Für besseren Überblick werden zudem im ebenfalls integrierten Auftragsstücklistenarchiv sämtliche Bauteile, die zu einer Maschine gehören, archiviert. Die Daten gelangen größtenteils aus den Stammstücklisten und Fertigungsauftragsstücklisten in die Datenablage. Das Stücklistenarchiv ist jedoch nicht nur für die Projektplanung wichtig, sondern auch für den Kundenservice von Eirich. Über das System lässt sich der Teiletausch bei Reparaturen oder Umbauten nachvollziehbar dokumentieren: Schnell ist ermittelt, wann welche Bauteile ausgetauscht oder ergänzt worden sind.

Per Software vom Angebot bis zur Projektierung

Projekte eröffnet Eirich bereits in der Angebotsphase.
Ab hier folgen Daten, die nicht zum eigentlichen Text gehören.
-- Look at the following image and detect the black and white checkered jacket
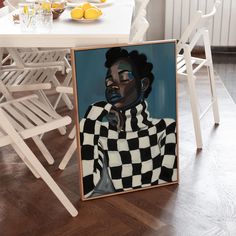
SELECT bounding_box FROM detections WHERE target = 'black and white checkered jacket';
[80,102,177,197]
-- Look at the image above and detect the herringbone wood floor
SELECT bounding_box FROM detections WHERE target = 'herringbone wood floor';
[0,58,236,236]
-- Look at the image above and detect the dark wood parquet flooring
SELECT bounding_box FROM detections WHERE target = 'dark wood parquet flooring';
[0,58,236,236]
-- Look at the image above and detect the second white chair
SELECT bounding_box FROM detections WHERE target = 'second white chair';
[177,1,220,149]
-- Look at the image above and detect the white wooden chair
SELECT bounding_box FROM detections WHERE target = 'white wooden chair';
[2,0,73,110]
[177,1,220,149]
[0,74,69,164]
[132,0,150,23]
[130,12,149,43]
[0,103,78,217]
[56,86,77,170]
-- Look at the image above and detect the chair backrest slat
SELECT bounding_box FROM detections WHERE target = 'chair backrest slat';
[177,0,221,53]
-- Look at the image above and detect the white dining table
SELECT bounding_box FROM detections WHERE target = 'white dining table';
[0,0,135,48]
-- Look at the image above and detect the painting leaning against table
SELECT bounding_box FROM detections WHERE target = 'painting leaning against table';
[72,41,178,200]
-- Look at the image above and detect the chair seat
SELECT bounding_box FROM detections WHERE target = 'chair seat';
[20,49,68,67]
[176,55,208,77]
[0,68,57,92]
[0,95,71,139]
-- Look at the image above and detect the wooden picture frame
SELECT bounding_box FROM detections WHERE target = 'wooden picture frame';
[71,40,179,200]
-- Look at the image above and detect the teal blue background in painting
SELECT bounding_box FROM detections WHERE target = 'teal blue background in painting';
[74,42,176,120]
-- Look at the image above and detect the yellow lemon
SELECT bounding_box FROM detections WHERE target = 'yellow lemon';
[84,8,102,20]
[70,7,84,20]
[80,2,94,11]
[52,2,64,9]
[41,1,51,12]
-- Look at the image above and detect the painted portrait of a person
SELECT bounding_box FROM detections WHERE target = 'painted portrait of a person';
[80,47,177,198]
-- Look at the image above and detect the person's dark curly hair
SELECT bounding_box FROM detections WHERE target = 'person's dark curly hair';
[105,47,154,98]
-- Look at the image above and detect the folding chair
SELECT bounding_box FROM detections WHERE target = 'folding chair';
[132,0,150,26]
[56,86,77,170]
[0,106,78,217]
[130,0,150,42]
[177,1,220,149]
[0,76,67,164]
[130,13,149,42]
[2,0,73,110]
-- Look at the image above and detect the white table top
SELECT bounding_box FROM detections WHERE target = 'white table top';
[0,0,134,48]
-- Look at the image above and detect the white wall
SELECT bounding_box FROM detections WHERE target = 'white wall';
[147,0,165,40]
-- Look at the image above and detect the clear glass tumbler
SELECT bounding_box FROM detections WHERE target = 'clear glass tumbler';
[19,3,36,32]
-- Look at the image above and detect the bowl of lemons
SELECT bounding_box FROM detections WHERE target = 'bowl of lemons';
[70,2,102,22]
[51,1,66,20]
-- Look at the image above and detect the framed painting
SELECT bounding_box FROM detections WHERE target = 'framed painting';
[71,40,178,200]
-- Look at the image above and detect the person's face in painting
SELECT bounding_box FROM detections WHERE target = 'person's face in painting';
[105,59,141,109]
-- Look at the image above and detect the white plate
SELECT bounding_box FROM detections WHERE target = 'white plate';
[67,0,114,7]
[88,0,114,7]
[71,17,101,23]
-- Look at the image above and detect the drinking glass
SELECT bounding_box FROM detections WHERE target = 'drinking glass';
[19,3,36,32]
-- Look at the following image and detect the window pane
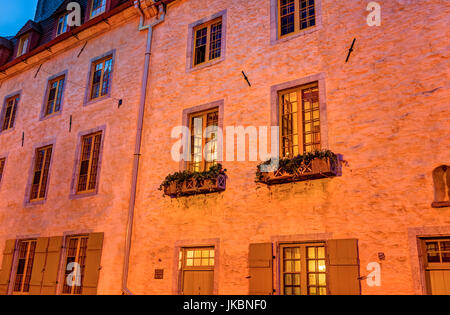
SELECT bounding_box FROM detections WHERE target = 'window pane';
[280,0,295,36]
[209,21,222,60]
[194,27,208,65]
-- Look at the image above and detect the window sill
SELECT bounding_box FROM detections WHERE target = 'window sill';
[270,25,323,45]
[83,94,111,106]
[39,111,61,121]
[0,127,14,136]
[186,57,225,73]
[257,158,340,186]
[164,174,227,198]
[431,201,450,208]
[69,191,98,200]
[25,199,47,208]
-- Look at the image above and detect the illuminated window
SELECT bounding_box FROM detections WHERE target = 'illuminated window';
[90,56,112,100]
[0,158,6,183]
[17,34,30,57]
[14,240,36,294]
[91,0,106,18]
[278,0,316,37]
[30,146,53,201]
[77,132,102,193]
[281,244,327,295]
[56,14,69,36]
[63,236,88,295]
[422,237,450,295]
[179,247,215,295]
[2,95,20,131]
[432,165,450,208]
[45,76,65,116]
[194,18,222,66]
[187,108,219,172]
[279,83,321,158]
[425,239,450,267]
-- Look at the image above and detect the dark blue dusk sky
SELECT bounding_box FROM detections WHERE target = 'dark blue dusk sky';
[0,0,38,36]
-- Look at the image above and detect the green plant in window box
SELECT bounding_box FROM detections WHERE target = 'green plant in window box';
[256,150,339,185]
[159,164,227,197]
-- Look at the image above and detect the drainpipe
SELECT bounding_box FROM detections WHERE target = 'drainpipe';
[122,0,166,295]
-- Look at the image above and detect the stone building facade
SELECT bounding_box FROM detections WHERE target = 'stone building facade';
[0,0,450,295]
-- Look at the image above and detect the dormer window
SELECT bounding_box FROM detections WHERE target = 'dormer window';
[56,14,69,36]
[91,0,106,18]
[17,34,30,57]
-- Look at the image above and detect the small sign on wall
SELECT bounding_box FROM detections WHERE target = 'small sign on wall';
[155,269,164,280]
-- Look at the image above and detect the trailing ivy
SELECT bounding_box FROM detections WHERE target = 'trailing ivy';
[256,150,338,182]
[159,164,227,190]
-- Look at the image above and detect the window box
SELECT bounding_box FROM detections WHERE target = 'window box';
[256,151,339,185]
[431,201,450,208]
[160,165,227,198]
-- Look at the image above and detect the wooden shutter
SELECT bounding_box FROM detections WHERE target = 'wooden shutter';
[82,233,104,295]
[327,239,361,295]
[30,237,49,295]
[426,270,450,295]
[0,240,16,295]
[183,270,214,295]
[248,243,273,295]
[41,236,63,295]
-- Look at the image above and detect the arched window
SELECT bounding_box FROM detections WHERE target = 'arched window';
[432,165,450,208]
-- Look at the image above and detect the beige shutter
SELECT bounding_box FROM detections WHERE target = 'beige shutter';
[30,237,49,295]
[0,240,16,295]
[82,233,104,295]
[41,236,63,295]
[327,239,361,295]
[248,243,273,295]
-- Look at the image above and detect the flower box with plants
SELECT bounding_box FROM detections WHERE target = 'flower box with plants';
[159,164,227,198]
[256,151,339,185]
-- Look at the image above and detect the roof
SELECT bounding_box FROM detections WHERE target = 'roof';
[34,0,64,22]
[16,20,42,37]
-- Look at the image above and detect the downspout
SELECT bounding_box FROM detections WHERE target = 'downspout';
[122,0,166,295]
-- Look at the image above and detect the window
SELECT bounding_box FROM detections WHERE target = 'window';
[30,146,53,201]
[91,0,106,18]
[279,83,321,158]
[423,238,450,295]
[278,0,316,37]
[2,95,20,131]
[194,18,222,66]
[14,240,36,294]
[17,34,30,57]
[187,108,219,172]
[432,165,450,208]
[56,14,69,36]
[77,132,102,193]
[90,56,113,100]
[63,236,89,295]
[280,244,327,295]
[45,76,65,116]
[179,247,215,295]
[45,76,65,116]
[0,158,6,183]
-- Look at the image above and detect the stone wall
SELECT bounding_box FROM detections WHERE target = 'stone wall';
[129,0,450,294]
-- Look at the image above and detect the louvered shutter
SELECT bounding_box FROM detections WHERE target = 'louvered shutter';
[248,243,273,295]
[0,240,16,295]
[30,237,49,295]
[41,236,63,295]
[327,239,361,295]
[82,233,104,295]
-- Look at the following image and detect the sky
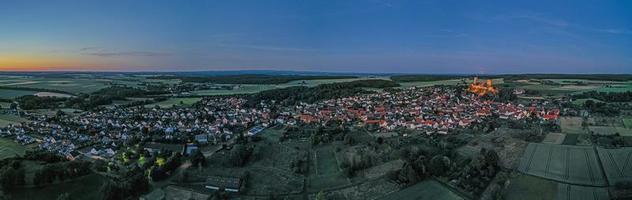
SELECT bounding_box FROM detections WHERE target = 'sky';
[0,0,632,74]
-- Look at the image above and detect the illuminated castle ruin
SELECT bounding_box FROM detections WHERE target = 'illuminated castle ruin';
[468,77,498,96]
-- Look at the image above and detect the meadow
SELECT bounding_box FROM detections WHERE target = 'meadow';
[10,174,105,200]
[518,143,608,186]
[597,147,632,185]
[145,97,202,108]
[0,138,26,160]
[379,180,464,200]
[502,175,558,200]
[0,89,37,99]
[0,114,28,127]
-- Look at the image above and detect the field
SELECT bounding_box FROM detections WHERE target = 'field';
[542,133,566,144]
[503,175,558,200]
[191,78,384,96]
[573,98,602,105]
[399,78,503,88]
[623,117,632,129]
[556,183,610,200]
[560,117,588,134]
[0,89,37,99]
[597,148,632,185]
[0,74,178,94]
[503,175,609,200]
[308,146,349,192]
[518,143,607,186]
[11,174,104,200]
[588,126,619,135]
[379,180,464,200]
[145,97,202,108]
[0,138,26,159]
[0,114,28,127]
[191,85,281,96]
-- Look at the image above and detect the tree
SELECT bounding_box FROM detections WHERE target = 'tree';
[316,190,327,200]
[191,150,206,167]
[57,192,71,200]
[0,167,25,191]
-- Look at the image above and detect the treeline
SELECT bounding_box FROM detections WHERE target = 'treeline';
[16,86,161,110]
[391,74,472,82]
[246,80,399,106]
[150,74,356,84]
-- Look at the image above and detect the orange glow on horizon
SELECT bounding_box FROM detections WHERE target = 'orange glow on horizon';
[0,55,110,71]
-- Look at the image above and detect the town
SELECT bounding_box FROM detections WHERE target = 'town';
[0,72,630,199]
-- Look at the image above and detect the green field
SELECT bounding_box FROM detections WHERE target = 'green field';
[518,143,608,186]
[309,146,349,191]
[502,175,608,200]
[560,117,588,134]
[11,174,104,200]
[0,115,28,127]
[191,78,385,96]
[623,117,632,129]
[145,97,202,108]
[503,175,558,200]
[191,85,282,96]
[573,98,602,105]
[0,89,37,99]
[379,180,464,200]
[597,148,632,185]
[0,138,26,160]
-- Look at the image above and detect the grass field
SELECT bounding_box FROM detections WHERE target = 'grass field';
[555,183,610,200]
[588,126,619,135]
[518,143,607,186]
[560,117,588,134]
[573,98,602,105]
[11,174,105,200]
[379,180,464,200]
[623,117,632,129]
[309,146,349,191]
[503,175,558,200]
[0,114,28,127]
[0,138,26,160]
[0,89,37,99]
[597,148,632,185]
[145,97,202,108]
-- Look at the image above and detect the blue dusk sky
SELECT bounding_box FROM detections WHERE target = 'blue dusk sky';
[0,0,632,74]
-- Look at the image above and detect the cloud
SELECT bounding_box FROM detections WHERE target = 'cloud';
[85,51,171,57]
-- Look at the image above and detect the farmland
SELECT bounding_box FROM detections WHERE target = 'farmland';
[379,180,464,200]
[503,175,609,200]
[518,143,607,186]
[0,89,37,99]
[11,174,105,200]
[0,138,26,159]
[308,146,349,192]
[623,117,632,129]
[597,148,632,185]
[560,117,588,134]
[145,97,202,108]
[503,175,558,200]
[0,114,28,127]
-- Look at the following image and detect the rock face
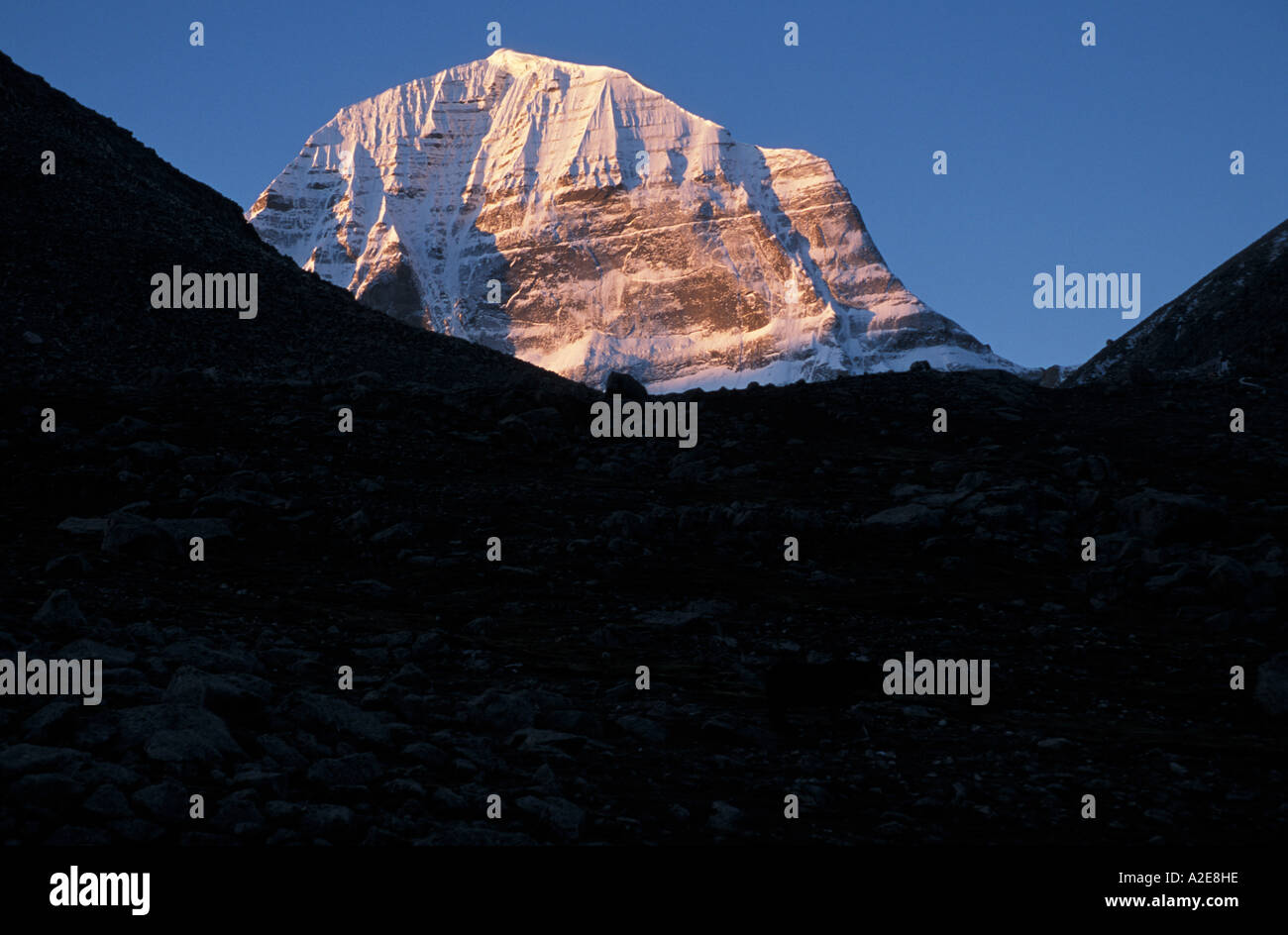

Der Vertrieb legt ein Projekt im ERP-System an, hält das Angebot fest, erfasst die Kundendaten und nimmt die Grobeinteilung für den Strukturbaum vor – beispielsweise durch Unterteilung in die Hauptgruppen ‚Maschine‘, ‚Waage‘, ‚Steuerung‘ und ‚Zuliefererteil‘. Diese Daten werden im weiteren Verlauf des Projekts von den Beteiligten ergänzt. So knüpfen beispielsweise die Auftragsabwickler direkt an diese Vorarbeit an. Sie sorgen für die Weiterverzweigung des Strukturbaums um zusätzliche Ebenen, von den Hauptkomponenten wie Mischer oder Förderschnecken bis zum Einzelteil. Hinter den Hauptkomponenten liegen die Stücklisten. Damit lassen sich sämtliche Teile bis hinunter zur einzelnen Schraube nachvollziehen. Ist die Maschine oder Anlage beim Kunden montiert, werden alle Projekte samt Auftragsstücklisten in ein Auftragsarchiv gespiegelt. Damit stehen dem Service von Eirich die Informationen erneut im PRM-Modul zur Verfügung, die er für die Nachbetreuung und das Ersatzteilgeschäft benötigt.